Падре щелкнул языком.
— Это касается только его и Господа. Могу лишь сказать, что причин исповедоваться у него было гораздо меньше, чем у большинства прихожан. Включая тех, которые вообще не исповедуются. Я пару раз говорил ему, что он к себе слишком строг, что он впадает в грех скрупулезности. — Он улыбнулся. — Немногого же я добился. На следующий день он снова пришел и исповедался уже в этом самом грехе, в скрупулезности.
— У вас случайно не осталось его фотографии?
— Нет.
— Вы не могли бы его описать? — попросила Саманта.
— Попробую. Невысокий, примерно метр шестьдесят пять. Худой. Иногда отращивал небольшие усы. Всегда в одном и том же видавшем виды пальто, в жару и в холод. Вы, наверное, этого не помните… Вам сколько?
— Двадцать восемь, — ответил я.
— Да, разумеется, не помните. В общем, он был немножко похож на Говарда Хьюза.[38]
— Он был болен?
— Вид у него был не слишком цветущий. Виктора часто мучил кашель. Я всегда знал, когда он в храме, потому что слышал его кашель от самого входа.

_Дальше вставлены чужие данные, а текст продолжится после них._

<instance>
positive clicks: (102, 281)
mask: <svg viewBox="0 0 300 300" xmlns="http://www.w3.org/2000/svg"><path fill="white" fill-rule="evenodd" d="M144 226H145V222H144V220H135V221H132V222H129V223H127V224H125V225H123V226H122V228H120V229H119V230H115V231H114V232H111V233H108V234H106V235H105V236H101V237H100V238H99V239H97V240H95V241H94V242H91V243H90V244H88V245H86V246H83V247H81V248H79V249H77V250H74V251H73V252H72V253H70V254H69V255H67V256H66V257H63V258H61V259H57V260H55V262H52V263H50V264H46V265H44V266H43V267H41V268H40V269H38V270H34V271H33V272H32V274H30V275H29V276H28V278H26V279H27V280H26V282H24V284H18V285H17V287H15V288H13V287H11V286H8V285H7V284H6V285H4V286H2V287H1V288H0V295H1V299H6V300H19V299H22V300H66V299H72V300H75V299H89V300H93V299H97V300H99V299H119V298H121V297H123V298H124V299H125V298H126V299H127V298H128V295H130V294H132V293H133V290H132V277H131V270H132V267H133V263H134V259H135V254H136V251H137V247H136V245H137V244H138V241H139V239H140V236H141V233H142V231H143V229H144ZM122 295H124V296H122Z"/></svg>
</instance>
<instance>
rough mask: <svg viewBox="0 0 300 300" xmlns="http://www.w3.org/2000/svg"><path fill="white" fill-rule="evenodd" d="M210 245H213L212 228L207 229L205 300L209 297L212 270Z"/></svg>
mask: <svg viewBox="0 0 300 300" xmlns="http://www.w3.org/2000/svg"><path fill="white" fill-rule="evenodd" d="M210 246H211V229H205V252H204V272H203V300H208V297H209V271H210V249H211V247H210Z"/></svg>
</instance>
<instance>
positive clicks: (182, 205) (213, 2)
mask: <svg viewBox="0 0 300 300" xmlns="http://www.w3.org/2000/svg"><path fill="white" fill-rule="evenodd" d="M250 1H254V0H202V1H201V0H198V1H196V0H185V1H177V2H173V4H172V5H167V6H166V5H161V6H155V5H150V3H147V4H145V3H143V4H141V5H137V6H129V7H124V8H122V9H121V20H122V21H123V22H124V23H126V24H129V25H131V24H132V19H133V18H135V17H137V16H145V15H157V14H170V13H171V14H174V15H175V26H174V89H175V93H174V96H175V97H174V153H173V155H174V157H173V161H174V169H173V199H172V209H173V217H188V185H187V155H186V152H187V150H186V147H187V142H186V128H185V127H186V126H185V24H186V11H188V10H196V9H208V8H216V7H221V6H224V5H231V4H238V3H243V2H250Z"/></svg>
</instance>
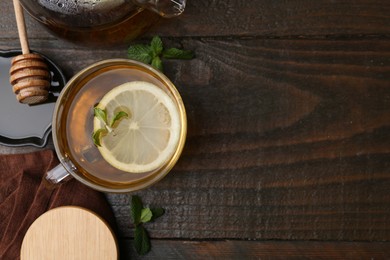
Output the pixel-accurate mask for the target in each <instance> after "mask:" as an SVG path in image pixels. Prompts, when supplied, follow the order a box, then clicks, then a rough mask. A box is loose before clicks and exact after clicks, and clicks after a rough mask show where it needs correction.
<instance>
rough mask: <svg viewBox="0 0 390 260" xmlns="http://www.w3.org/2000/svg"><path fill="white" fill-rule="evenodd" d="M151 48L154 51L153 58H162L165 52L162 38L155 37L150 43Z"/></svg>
mask: <svg viewBox="0 0 390 260" xmlns="http://www.w3.org/2000/svg"><path fill="white" fill-rule="evenodd" d="M150 47H151V48H152V51H153V54H154V55H153V57H156V56H160V54H161V52H162V50H163V48H164V47H163V44H162V41H161V38H160V37H158V36H154V37H153V39H152V41H151V42H150Z"/></svg>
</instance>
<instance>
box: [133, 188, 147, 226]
mask: <svg viewBox="0 0 390 260" xmlns="http://www.w3.org/2000/svg"><path fill="white" fill-rule="evenodd" d="M143 207H144V206H143V204H142V201H141V199H140V197H138V196H137V195H133V196H131V207H130V208H131V217H132V219H133V223H134V225H135V226H137V225H138V224H139V223H141V213H142V209H143Z"/></svg>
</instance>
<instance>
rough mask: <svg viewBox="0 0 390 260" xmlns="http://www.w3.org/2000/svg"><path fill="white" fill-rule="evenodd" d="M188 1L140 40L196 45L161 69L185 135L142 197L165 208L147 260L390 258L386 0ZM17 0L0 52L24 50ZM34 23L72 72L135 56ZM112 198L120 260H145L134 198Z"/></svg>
mask: <svg viewBox="0 0 390 260" xmlns="http://www.w3.org/2000/svg"><path fill="white" fill-rule="evenodd" d="M188 1H189V3H188V8H187V10H186V12H185V14H184V15H183V16H181V17H179V18H177V19H174V20H165V21H162V22H161V23H160V24H158V25H156V26H155V27H153V28H152V29H151V31H149V32H148V33H147V34H146V35H144V36H143V37H142V38H141V39H139V40H138V42H144V41H147V40H149V39H150V37H151V36H153V35H160V36H162V38H163V40H164V42H165V43H166V44H167V45H171V46H172V45H173V46H182V47H184V48H186V49H192V50H194V51H195V53H196V58H195V59H194V60H191V61H169V62H167V63H166V66H165V67H166V75H167V76H168V77H169V78H170V79H171V80H172V81H173V82H174V83H175V84H176V85H177V87H178V89H179V91H180V93H181V94H182V96H183V99H184V103H185V105H186V108H187V114H188V126H189V132H188V138H187V143H186V147H185V149H184V153H183V155H182V157H181V159H180V160H179V162H178V164H177V165H176V166H175V168H174V169H173V170H172V172H171V173H170V174H169V175H168V176H167V177H166V178H165V179H163V180H162V181H161V182H160V183H158V184H156V185H154V186H153V187H151V188H149V189H147V190H144V191H142V192H138V193H137V194H138V195H140V196H141V197H142V198H143V200H144V202H145V203H146V204H152V205H157V206H161V207H163V208H165V209H166V214H165V215H164V217H163V218H161V219H160V220H159V221H157V222H155V223H153V224H149V225H148V230H149V232H150V235H151V237H152V238H153V241H152V245H153V250H152V252H151V253H150V254H149V255H147V256H146V257H145V258H146V259H155V258H161V259H177V258H179V259H191V258H192V259H207V258H219V259H221V258H223V259H226V258H237V259H253V258H265V259H267V258H271V259H274V258H279V259H285V258H287V257H290V258H296V259H302V258H323V259H329V258H331V259H386V258H387V259H388V258H390V2H389V1H384V0H382V1H368V0H365V1H363V0H359V1H347V2H346V1H323V0H319V1H311V0H310V1H309V0H307V1H306V0H296V1H265V0H255V1H240V0H230V1H210V0H188ZM11 2H12V1H10V0H4V1H0V9H1V10H2V15H1V16H0V33H1V34H0V49H15V48H19V42H18V38H17V33H16V25H15V22H14V16H13V11H12V3H11ZM27 20H28V21H27V27H28V30H29V35H30V45H31V48H32V49H34V50H36V51H40V52H42V53H44V54H46V55H47V56H49V57H51V58H52V59H53V60H55V61H56V63H58V65H60V66H61V67H62V68H63V70H64V72H65V74H66V75H67V76H68V77H71V76H72V75H73V74H74V73H76V72H77V71H79V70H80V69H81V68H83V67H85V66H87V65H89V64H91V63H93V62H95V61H98V60H101V59H106V58H114V57H122V58H125V57H126V47H122V46H121V47H112V48H109V47H106V48H94V49H91V48H88V47H85V46H76V45H73V44H71V43H68V42H65V41H63V40H61V39H56V38H54V37H53V36H51V35H50V34H49V33H47V32H46V31H45V30H44V29H42V27H41V26H40V25H38V24H37V23H36V22H35V21H33V20H32V19H30V18H29V17H27ZM46 148H48V149H52V148H53V146H52V143H51V142H49V144H48V146H47V147H46ZM34 150H36V149H35V148H31V147H22V148H9V147H6V146H0V153H22V152H30V151H34ZM107 197H108V199H109V201H110V203H111V205H112V207H113V209H114V212H115V214H116V217H117V221H118V225H119V228H120V234H119V239H120V241H121V243H120V244H121V250H122V256H123V258H124V259H128V258H130V257H131V258H132V259H136V258H138V257H137V256H136V255H135V254H134V250H133V249H132V246H131V238H132V228H131V226H130V225H129V223H130V217H129V206H128V205H129V199H130V194H120V195H118V194H107ZM314 241H315V242H314Z"/></svg>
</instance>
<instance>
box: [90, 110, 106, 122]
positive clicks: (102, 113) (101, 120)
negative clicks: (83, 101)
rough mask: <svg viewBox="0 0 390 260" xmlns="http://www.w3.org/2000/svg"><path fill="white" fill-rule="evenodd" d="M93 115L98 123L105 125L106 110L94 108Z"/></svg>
mask: <svg viewBox="0 0 390 260" xmlns="http://www.w3.org/2000/svg"><path fill="white" fill-rule="evenodd" d="M93 113H94V115H95V116H96V117H97V118H98V119H99V120H100V121H102V122H103V123H104V124H106V125H107V112H106V110H104V109H101V108H98V107H94V108H93Z"/></svg>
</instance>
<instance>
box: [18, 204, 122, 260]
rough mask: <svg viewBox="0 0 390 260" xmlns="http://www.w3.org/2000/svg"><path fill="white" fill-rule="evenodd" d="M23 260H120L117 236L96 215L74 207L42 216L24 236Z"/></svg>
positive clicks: (34, 221)
mask: <svg viewBox="0 0 390 260" xmlns="http://www.w3.org/2000/svg"><path fill="white" fill-rule="evenodd" d="M20 257H21V260H27V259H28V260H35V259H37V260H38V259H39V260H45V259H48V260H49V259H56V260H57V259H58V260H61V259H85V260H88V259H93V260H99V259H102V260H103V259H104V260H111V259H118V248H117V244H116V240H115V237H114V235H113V232H112V231H111V229H110V228H109V227H108V225H107V224H106V223H105V222H104V221H103V220H102V219H101V218H100V217H98V216H97V215H96V214H95V213H93V212H91V211H89V210H87V209H83V208H80V207H74V206H65V207H58V208H55V209H52V210H49V211H47V212H46V213H44V214H43V215H41V216H40V217H39V218H38V219H36V220H35V221H34V223H33V224H32V225H31V226H30V228H29V229H28V231H27V233H26V235H25V236H24V239H23V243H22V248H21V254H20Z"/></svg>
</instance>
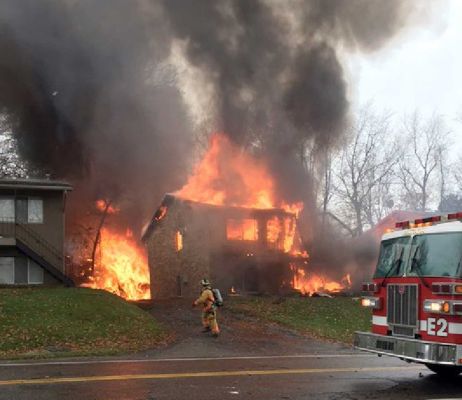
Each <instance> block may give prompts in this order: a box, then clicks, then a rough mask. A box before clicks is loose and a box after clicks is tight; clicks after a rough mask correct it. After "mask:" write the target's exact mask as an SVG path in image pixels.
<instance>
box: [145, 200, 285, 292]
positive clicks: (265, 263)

— Не заметили вы каких-нибудь психологических отклонений?
Он поколебался.
— Боюсь, большего я вам сообщить не смогу. Это запрещено нашими правилами.
Уже в машине Саманта сказала:
— Неплохо для начала.
— Падре говорит, Крейк невысокий. Получается, что убийца — не он?
— Не факт. Стопа не всегда дает точные сведения о росте. Нам бы очень пригодилась фотография, тогда бы мы могли поискать свидетелей в его районе. А что насчет кашля? Может, он обращался с ним к врачам?
— Похоже, он вообще никогда не лечился.
— Да, но если все-таки лечился, должны остаться записи. Судя по тому, что ты мне рассказывал, он был человеком незаметным. Такие не ходят к врачу. Они приезжают в приемное отделение больницы, когда совсем уж припрет.